8. Cessna Citation X (primeiro voo em 21 de dezembro de 1993)
O capítulo da velocidade. A Cessna, cansada das piadas sobre o Slowtation, construiu um jato supermédio de Mach 0,92 com motores de avião de linha e uma asa enflechada a 37 graus. Arnold Palmer levou o primeiro. Foi o jato executivo mais rápido do mundo por duas décadas, atualizado para Mach 0,935 como X+, e vendeu modestamente, 339 aeronaves, porque sua cabine era estreita e seu consumo de combustível, alto. O Citation X ensinou ao setor que velocidade rende manchetes e cabines rendem pedidos.
9. Gulfstream G650 (primeiro voo em 25 de novembro de 2009)
O G650 entrou em serviço em 2012 e redefiniu todas as referências de cabine ampla de uma só vez: Mach 0,925, 7.000 milhas náuticas (7.500 como G650ER), uma cabine de 8 pés e 6 polegadas de largura, teto de 51.000 pés e altitude de cabine abaixo de 5.000 pés no topo. Foi o primeiro jato executivo a alcançar um prêmio no mercado de usados acima de seu próprio preço de tabela, com posições iniciais sendo revendidas por milhões acima do custo. Mais de 500 foram construídos.

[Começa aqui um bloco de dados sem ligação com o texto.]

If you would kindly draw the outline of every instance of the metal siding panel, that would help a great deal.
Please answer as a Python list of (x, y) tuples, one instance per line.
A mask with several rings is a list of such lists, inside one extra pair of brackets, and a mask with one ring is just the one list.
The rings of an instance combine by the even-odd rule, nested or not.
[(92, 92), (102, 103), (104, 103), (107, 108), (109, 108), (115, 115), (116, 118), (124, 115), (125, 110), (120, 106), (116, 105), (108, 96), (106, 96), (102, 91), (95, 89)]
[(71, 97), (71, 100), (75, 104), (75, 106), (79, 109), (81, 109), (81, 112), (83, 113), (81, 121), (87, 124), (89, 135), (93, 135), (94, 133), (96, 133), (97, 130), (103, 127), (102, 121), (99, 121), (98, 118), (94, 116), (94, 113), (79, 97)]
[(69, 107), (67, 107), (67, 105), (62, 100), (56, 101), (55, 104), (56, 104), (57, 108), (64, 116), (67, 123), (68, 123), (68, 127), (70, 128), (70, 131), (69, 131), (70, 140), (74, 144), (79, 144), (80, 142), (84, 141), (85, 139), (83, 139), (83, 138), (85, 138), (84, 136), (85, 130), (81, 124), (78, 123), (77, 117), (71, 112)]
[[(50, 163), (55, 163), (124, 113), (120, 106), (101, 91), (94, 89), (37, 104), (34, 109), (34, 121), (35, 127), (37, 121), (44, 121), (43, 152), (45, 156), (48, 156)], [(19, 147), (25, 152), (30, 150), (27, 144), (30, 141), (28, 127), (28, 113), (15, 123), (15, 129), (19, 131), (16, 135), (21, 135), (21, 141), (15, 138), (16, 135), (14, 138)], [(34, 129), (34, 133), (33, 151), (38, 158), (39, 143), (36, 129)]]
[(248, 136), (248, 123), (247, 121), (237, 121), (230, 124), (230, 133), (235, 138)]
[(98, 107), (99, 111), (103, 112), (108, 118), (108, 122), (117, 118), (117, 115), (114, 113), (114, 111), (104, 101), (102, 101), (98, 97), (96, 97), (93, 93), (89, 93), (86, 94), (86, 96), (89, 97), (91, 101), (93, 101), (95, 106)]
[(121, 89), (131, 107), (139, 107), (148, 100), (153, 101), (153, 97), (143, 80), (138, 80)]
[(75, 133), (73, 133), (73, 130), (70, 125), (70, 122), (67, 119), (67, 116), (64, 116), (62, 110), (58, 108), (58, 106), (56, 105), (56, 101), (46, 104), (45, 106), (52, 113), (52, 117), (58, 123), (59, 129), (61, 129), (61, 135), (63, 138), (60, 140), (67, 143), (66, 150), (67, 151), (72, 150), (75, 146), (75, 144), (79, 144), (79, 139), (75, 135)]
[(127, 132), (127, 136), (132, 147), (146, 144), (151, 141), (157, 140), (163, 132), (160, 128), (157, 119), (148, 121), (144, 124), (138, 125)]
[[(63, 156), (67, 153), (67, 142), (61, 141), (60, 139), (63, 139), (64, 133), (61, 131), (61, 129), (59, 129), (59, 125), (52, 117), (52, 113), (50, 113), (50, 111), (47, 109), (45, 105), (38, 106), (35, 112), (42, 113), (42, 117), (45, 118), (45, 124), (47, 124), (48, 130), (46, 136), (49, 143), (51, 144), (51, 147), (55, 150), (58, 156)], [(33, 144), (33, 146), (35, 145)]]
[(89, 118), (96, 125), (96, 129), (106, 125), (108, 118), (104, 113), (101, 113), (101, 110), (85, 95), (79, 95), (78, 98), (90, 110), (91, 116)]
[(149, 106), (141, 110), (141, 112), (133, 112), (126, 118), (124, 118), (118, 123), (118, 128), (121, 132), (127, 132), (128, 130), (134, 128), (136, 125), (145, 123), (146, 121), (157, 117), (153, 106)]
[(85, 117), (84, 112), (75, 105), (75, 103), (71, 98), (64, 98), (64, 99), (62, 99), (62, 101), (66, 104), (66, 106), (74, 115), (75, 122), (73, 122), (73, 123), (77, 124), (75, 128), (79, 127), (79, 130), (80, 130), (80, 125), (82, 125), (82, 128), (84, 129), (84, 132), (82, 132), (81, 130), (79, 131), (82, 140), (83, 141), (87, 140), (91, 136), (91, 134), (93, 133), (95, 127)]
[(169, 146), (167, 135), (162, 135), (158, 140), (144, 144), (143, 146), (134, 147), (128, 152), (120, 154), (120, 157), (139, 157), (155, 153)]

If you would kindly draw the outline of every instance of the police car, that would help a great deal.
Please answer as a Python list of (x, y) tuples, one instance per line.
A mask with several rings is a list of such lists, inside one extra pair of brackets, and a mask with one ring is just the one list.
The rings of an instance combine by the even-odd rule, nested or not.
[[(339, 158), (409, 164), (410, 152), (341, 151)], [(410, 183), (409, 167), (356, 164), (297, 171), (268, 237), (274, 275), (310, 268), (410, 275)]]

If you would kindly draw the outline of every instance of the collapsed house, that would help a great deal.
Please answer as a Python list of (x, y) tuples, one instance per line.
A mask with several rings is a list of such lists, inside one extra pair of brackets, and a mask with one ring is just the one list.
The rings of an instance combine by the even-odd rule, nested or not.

10. Bombardier Global 8000 (entrou em serviço em dezembro de 2025)
O estado da arte atual. O Global 7500 de 2018 já havia empurrado o alcance para 7.700 milhas náuticas e introduzido quatro zonas de convivência completas. O Global 8000 estica isso para 8.000 milhas náuticas e um cruzeiro a Mach 0,94, mais rápido que qualquer aeronave civil desde o Concorde; uma aeronave de testes ultrapassou Mach 1 em um mergulho controlado em 2021. A Transport Canada o certificou em novembro de 2025 e a FAA em 19 de dezembro de 2025. Seu rival, o Gulfstream G800, entrega 8.000 milhas náuticas a Mach 0,85 e uma altitude de cabine mais baixa. Sessenta e dois anos depois do Learjet 23, as duas empresas discutem novamente por alguns nós e algumas centenas de milhas.
O padrão ao longo de seis décadas
| Década | Aeronave definidora | O que mudou |
|---|---|---|
| Anos 1960 | Learjet 23, HS.125, Falcon 20, Gulfstream II | A categoria é inventada; velocidade, conforto e alcance ganham cada um seu campeão |
| Anos 1970 | Citation 500, Challenger 600 | Jatos para pequenas empresas; a cabine larga |
| Anos 1980 | Gulfstream IV, Falcon 900, Learjet 55 | Cabines de comando digitais, trimotores, alcance de 4.000 nm |
| Anos 1990 | Global Express, GV, Citation X | Alcance intercontinental; a corrida da velocidade |
| Anos 2000 | Falcon 7X, Phenom 300, Citation Mustang | Fly-by-wire; jatos muito leves; a Embraer chega |
| Anos 2010 | G650, Global 7500, Pilatus PC-24 | Mais de 7.000 nm; cabines de quatro zonas; jatos em pistas de cascalho |
| Anos 2020 | G700, Global 8000, Falcon 10X | 8.000 nm, Mach 0,94, cinco áreas de convivência |
As que quase entraram na lista
- Gulfstream IV (1985): o primeiro jato executivo com cabine de comando totalmente digital e a aeronave que tornou rotineiras as viagens de 4.000 milhas náuticas
- Dassault Falcon 7X (2005): o primeiro jato executivo fly-by-wire, com comandos de voo derivados de caças
- Embraer Phenom 300 (2008): o jato leve mais vendido da última década e a aeronave que transformou uma fabricante brasileira de aviões de linha em uma potência dos jatos executivos
O que não mudou
O Learjet 23 levava seis pessoas a 500 mph por cerca de 1.800 milhas e custava cerca de US$ 650.000, aproximadamente US$ 6,5 milhões em dólares de 2026. Um Phenom 300E leva de seis a oito pessoas a 520 mph por 2.000 milhas e custa cerca de US$ 12 milhões. Sessenta anos de engenharia compraram uma aeronave mais silenciosa, mais segura e muito mais eficiente, com uma cabine bem melhor, e o produto fundamental, um pequeno grupo de pessoas indo exatamente para onde quer exatamente quando quer, é o mesmo que Bill Lear vendia. O próprio nome Learjet chegou ao fim em 2022, quando a Bombardier encerrou a produção. A ideia, não.